Frederick John Mulhaupt
(1871–1938)

Frederick Mulhaupt was born and raised in Rock Port, Missouri, by prosperous German parents. His first job was for a newspaper and magazine in Dodge City, Kansas, but he soon moved to Kansas City. There he apprenticed to an itinerant painter and enrolled in the Kansas City School of Design. Later he moved to Chicago, where he enrolled in at the Art Institute. He remained in Chicago for many years, earning the respect of fellow artists, acting as one of the founding members of the Palette and Chisel Club, and eventually becoming an instructor in figure classes at the Art Institute.

In 1904 he moved to New York City and lived at the Salmagundi Club. Afterward he moved to Paris. He spent several years there and was exposed to a host of modern art movements, namely Impressionism. He returned to the States and eventually ended up dividing his time between New York and Gloucester, Massachusetts. In 1922 Mulhaupt moved to Gloucester permanently, where he came into his own as an artist. 

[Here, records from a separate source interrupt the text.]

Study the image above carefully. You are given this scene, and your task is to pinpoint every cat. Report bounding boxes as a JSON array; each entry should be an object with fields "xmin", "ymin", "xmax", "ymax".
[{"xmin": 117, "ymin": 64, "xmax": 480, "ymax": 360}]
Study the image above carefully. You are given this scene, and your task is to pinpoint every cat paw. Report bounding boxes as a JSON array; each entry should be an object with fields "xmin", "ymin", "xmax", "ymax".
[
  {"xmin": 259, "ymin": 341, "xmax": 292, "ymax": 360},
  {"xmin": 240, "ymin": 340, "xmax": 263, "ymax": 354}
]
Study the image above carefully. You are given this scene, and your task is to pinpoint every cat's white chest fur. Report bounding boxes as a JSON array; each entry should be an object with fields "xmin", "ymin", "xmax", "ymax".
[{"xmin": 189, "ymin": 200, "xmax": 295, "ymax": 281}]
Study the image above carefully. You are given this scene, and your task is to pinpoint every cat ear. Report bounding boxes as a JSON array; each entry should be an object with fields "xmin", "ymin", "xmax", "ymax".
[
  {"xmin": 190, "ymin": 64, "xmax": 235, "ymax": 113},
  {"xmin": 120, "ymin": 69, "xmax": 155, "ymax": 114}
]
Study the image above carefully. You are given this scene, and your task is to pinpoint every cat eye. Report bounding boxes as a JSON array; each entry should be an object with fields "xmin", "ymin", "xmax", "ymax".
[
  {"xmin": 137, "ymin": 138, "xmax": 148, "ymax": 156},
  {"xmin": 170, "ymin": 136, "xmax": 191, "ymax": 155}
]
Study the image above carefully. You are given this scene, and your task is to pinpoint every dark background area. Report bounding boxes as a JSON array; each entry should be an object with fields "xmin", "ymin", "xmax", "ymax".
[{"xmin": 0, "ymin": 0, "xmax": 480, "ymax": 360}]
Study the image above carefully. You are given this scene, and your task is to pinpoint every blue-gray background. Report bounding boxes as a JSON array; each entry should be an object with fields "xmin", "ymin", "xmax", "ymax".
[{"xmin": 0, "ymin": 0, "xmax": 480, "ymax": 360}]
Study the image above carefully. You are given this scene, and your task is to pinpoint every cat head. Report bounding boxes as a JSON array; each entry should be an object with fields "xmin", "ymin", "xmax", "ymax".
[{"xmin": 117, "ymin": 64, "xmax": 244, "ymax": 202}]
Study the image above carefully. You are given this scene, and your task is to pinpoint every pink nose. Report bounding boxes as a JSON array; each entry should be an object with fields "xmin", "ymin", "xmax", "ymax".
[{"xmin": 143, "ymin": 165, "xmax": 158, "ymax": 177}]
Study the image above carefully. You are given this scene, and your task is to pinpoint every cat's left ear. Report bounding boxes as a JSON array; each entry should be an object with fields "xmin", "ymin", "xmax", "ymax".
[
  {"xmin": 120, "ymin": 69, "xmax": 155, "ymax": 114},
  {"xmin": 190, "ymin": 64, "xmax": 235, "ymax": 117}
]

Mulhaupt remained in Massachusetts. He was active in the Boston North Shore Art Association. The artist exhibited at such major museums as the National Academy of Design, the Art Institute of Chicago, and the Pennsylvania Academy of the Fine Arts. Significantly, Mulhaupt exhibited At the Guinea Wharf, Gloucester at the 1923 Tenth Annual Exhibition of the Allied Artists of America in New York. In 1926 he was elected an associate member of the National Academy of Design and remained a important part of the New York art world even though he lived in Massachusetts.